In total, 454 exemplary effector protein and effector partner(s) combinations were identified and are set forth in TABLE 6. Some combinations (e.g., composition no. 454) identify an effector protein but do not identify any effector partners. For compositions listed without effector partners, it is envisioned that an effector partner candidate may be found by further genomic analysis.

Example 2: Activity of Effector Protein and Effector Partner In Vitro

Effector proteins and effector partner combinations are tested for their ability to guide the direct transposition of a donor nucleic acid into a target plasmid in an in vitro assay. A first plasmid encoding an effector protein, a second plasmid encoding an effector partner, and a third target plasmid. Donor DNA can be generated from a plasmid or a linear double-stranded DNA molecule. The donor DNA contains the spectinomycin resistance gene with a structural motif, inverted terminal repeats (ITRs) that a transposase can recognize. Where more than one effector partner is identified for an effector protein (e.g., comp. no. 436 in TABLE 11 above), the second plasmid encoding the effector partner can further include one or more nucleotide sequences encoding the additional effector partners or the additional effector partners can be encoded by a fourth plasmid. Plasmids encoding the effector protein and effector partner(s) are bacterial nuc-doc expression vectors. A target plasmid containing an 51 spacer (5′-TATTAAATACTCGTATTGCTGTTCGATTAT-3′ (SEQ ID NO: 984) and an ampicillin resistance gene are also generated.
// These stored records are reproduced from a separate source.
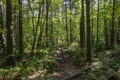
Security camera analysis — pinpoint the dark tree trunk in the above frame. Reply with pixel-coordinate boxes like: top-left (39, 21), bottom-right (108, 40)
top-left (69, 0), bottom-right (73, 43)
top-left (6, 0), bottom-right (14, 66)
top-left (65, 2), bottom-right (69, 45)
top-left (45, 0), bottom-right (49, 47)
top-left (111, 0), bottom-right (115, 49)
top-left (117, 16), bottom-right (120, 44)
top-left (31, 0), bottom-right (44, 56)
top-left (86, 0), bottom-right (91, 64)
top-left (0, 4), bottom-right (6, 52)
top-left (80, 0), bottom-right (85, 49)
top-left (104, 18), bottom-right (109, 49)
top-left (18, 0), bottom-right (24, 53)
top-left (96, 0), bottom-right (100, 57)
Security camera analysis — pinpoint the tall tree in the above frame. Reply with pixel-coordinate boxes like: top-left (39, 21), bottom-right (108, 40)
top-left (0, 1), bottom-right (5, 51)
top-left (96, 0), bottom-right (100, 57)
top-left (80, 0), bottom-right (85, 48)
top-left (45, 0), bottom-right (49, 47)
top-left (111, 0), bottom-right (116, 49)
top-left (69, 0), bottom-right (73, 43)
top-left (86, 0), bottom-right (91, 64)
top-left (6, 0), bottom-right (14, 66)
top-left (65, 0), bottom-right (69, 45)
top-left (117, 16), bottom-right (120, 44)
top-left (18, 0), bottom-right (23, 53)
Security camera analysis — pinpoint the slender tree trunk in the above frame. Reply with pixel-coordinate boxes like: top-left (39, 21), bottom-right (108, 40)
top-left (69, 0), bottom-right (73, 43)
top-left (18, 0), bottom-right (24, 53)
top-left (27, 0), bottom-right (35, 37)
top-left (45, 0), bottom-right (49, 47)
top-left (117, 16), bottom-right (120, 44)
top-left (86, 0), bottom-right (92, 64)
top-left (50, 5), bottom-right (54, 45)
top-left (104, 18), bottom-right (109, 49)
top-left (80, 0), bottom-right (85, 49)
top-left (111, 0), bottom-right (115, 49)
top-left (96, 0), bottom-right (100, 57)
top-left (31, 0), bottom-right (44, 56)
top-left (6, 0), bottom-right (14, 66)
top-left (65, 2), bottom-right (69, 45)
top-left (0, 2), bottom-right (6, 52)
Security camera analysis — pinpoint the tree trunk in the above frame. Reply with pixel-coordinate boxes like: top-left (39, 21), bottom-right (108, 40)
top-left (65, 2), bottom-right (69, 45)
top-left (80, 0), bottom-right (85, 49)
top-left (18, 0), bottom-right (24, 53)
top-left (111, 0), bottom-right (115, 49)
top-left (86, 0), bottom-right (91, 64)
top-left (69, 0), bottom-right (73, 43)
top-left (0, 2), bottom-right (6, 52)
top-left (45, 0), bottom-right (49, 47)
top-left (6, 0), bottom-right (14, 66)
top-left (117, 16), bottom-right (120, 44)
top-left (96, 0), bottom-right (100, 57)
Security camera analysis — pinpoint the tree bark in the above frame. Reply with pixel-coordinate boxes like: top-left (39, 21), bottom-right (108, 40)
top-left (80, 0), bottom-right (85, 49)
top-left (111, 0), bottom-right (115, 49)
top-left (86, 0), bottom-right (92, 64)
top-left (6, 0), bottom-right (14, 66)
top-left (18, 0), bottom-right (24, 54)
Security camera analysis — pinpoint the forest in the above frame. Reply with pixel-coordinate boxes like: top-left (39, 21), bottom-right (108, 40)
top-left (0, 0), bottom-right (120, 80)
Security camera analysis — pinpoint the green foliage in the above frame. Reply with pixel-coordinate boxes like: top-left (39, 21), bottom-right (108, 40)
top-left (66, 43), bottom-right (86, 67)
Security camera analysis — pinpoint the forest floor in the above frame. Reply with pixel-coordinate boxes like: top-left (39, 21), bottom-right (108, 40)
top-left (28, 60), bottom-right (82, 80)
top-left (28, 57), bottom-right (101, 80)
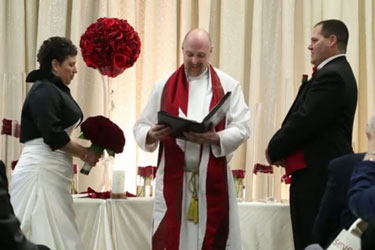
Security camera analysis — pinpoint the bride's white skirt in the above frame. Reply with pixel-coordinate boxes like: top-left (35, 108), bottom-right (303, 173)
top-left (10, 139), bottom-right (82, 250)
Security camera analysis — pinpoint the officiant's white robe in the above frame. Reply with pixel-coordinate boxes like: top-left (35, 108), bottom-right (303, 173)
top-left (133, 69), bottom-right (250, 250)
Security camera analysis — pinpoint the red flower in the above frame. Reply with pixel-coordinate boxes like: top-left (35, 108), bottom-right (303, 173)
top-left (232, 169), bottom-right (246, 179)
top-left (10, 161), bottom-right (18, 170)
top-left (73, 164), bottom-right (78, 174)
top-left (80, 115), bottom-right (125, 156)
top-left (79, 17), bottom-right (141, 77)
top-left (1, 118), bottom-right (21, 138)
top-left (253, 163), bottom-right (273, 174)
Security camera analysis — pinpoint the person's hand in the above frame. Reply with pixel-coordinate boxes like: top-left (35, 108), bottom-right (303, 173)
top-left (82, 148), bottom-right (102, 167)
top-left (184, 126), bottom-right (220, 145)
top-left (146, 124), bottom-right (172, 144)
top-left (265, 149), bottom-right (285, 168)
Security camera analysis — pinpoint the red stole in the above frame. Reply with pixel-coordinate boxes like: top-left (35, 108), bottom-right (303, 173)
top-left (152, 65), bottom-right (229, 250)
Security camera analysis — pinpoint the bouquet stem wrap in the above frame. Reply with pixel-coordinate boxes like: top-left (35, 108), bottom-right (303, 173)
top-left (80, 144), bottom-right (104, 175)
top-left (79, 115), bottom-right (125, 175)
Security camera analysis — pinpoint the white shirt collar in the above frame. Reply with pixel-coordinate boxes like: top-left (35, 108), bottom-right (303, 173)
top-left (316, 54), bottom-right (345, 70)
top-left (185, 67), bottom-right (208, 81)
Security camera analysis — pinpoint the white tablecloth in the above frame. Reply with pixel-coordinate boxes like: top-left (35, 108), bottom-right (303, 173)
top-left (74, 198), bottom-right (293, 250)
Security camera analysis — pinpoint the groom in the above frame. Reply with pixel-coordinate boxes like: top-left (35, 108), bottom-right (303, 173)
top-left (266, 20), bottom-right (357, 250)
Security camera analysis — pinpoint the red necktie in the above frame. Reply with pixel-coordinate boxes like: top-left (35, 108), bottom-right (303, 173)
top-left (312, 66), bottom-right (318, 76)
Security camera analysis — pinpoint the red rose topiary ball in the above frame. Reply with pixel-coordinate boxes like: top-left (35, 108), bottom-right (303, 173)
top-left (79, 17), bottom-right (141, 77)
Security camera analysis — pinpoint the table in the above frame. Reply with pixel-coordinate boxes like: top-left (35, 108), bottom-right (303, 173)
top-left (74, 198), bottom-right (293, 250)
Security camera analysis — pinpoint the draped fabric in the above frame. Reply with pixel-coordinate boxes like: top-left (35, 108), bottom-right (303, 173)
top-left (9, 138), bottom-right (83, 250)
top-left (0, 0), bottom-right (375, 200)
top-left (152, 66), bottom-right (229, 250)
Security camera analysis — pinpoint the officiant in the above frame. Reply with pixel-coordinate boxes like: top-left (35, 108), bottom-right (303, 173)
top-left (133, 29), bottom-right (250, 250)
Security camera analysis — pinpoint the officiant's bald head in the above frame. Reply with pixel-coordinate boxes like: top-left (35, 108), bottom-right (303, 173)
top-left (182, 29), bottom-right (213, 76)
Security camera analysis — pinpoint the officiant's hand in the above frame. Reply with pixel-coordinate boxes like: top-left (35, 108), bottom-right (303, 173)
top-left (146, 124), bottom-right (172, 144)
top-left (184, 126), bottom-right (220, 145)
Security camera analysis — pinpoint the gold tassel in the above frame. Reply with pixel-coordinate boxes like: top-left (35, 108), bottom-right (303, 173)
top-left (187, 172), bottom-right (199, 224)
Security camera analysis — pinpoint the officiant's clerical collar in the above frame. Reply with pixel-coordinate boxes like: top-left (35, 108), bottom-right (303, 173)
top-left (185, 67), bottom-right (208, 82)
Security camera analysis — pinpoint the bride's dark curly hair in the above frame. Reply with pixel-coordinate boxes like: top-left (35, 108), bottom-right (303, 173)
top-left (37, 36), bottom-right (78, 72)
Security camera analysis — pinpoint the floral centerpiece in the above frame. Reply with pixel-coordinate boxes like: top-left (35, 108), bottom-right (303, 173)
top-left (79, 17), bottom-right (141, 77)
top-left (232, 169), bottom-right (246, 201)
top-left (137, 166), bottom-right (156, 197)
top-left (79, 115), bottom-right (125, 175)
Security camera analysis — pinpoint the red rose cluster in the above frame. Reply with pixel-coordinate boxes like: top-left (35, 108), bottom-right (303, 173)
top-left (138, 166), bottom-right (156, 178)
top-left (253, 163), bottom-right (273, 174)
top-left (232, 169), bottom-right (246, 179)
top-left (79, 17), bottom-right (141, 77)
top-left (81, 115), bottom-right (125, 155)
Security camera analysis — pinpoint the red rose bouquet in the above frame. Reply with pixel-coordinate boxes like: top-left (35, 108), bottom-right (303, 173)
top-left (137, 166), bottom-right (156, 196)
top-left (79, 17), bottom-right (141, 77)
top-left (79, 115), bottom-right (125, 175)
top-left (253, 163), bottom-right (273, 174)
top-left (1, 118), bottom-right (21, 138)
top-left (232, 169), bottom-right (246, 201)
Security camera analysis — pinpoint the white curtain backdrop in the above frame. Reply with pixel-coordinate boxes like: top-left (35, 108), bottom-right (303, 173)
top-left (0, 0), bottom-right (375, 200)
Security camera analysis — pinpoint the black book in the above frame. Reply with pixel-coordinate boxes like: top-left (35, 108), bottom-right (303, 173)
top-left (158, 92), bottom-right (231, 139)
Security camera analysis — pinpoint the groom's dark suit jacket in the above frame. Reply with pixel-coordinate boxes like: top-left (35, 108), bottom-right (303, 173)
top-left (267, 56), bottom-right (357, 250)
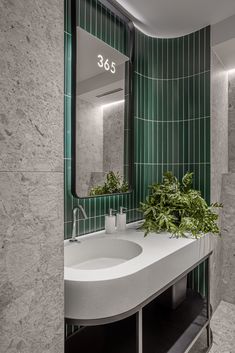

To test for transposase activity, plasmids encoding the effector proteins and effector partners are contacted with a guide RNA, in combinations for example, as set forth in TABLE 3, along with the donor DNA and the target template. The composition is incubated for a sufficient amount of time to allow the effector protein and/or effector partners to recognize the ITRs and direct transposition of the donor nucleic acid to the 51 spacer in the target plasmid. The insertion of the donor DNA into the target plasmid demonstrates the transposase activity of the effector protein and effector partner combinations. After transposition, the target plasmid will contain the spectinomycin and ampicillin resistance genes. The target plasmid is then transformed into E. coli and screened using spectinomycin and ampicillin. Only target plasmids that have successfully been transposed into will allow transformed bacteria to survive both antibiotics. Next, plasmids from the surviving colonies are sequenced by next generation sequencing (NGS) of PCR amplicons to assess whether the donor DNA was integrated in the target site as directed by the guide RNA, as well as PAM requirements of the same. Controls can include gene products of MuA, MuB, IstA, and IstB.

Example 3: Indel Activity of Effector Proteins and Effector Partners in Lipofected Eukaryotic Cells

Effector proteins and/or effector partners combinations as described in Example 1 are tested for their ability to form indels within a target nucleic acid (e.g., genomic DNA) in eukaryotic cells (e.g., immune cell, T cell, HEK29 cell, or any other eukaryotic cell). Plasmid pairs co-expressing the effector protein, effector partner(s), and gRNA (1 plasmid/target) are delivered to eukaryotic cells via lipofection using a lipofection reagent. Lipofected cells are incubated to allow for indel formation. Indels are detected by next generation sequencing (NGS) of PCR amplicons at the targeted loci, and indel percentage is calculated as the fraction of sequencing reads containing insertions or deletions relative to an unedited reference sequence.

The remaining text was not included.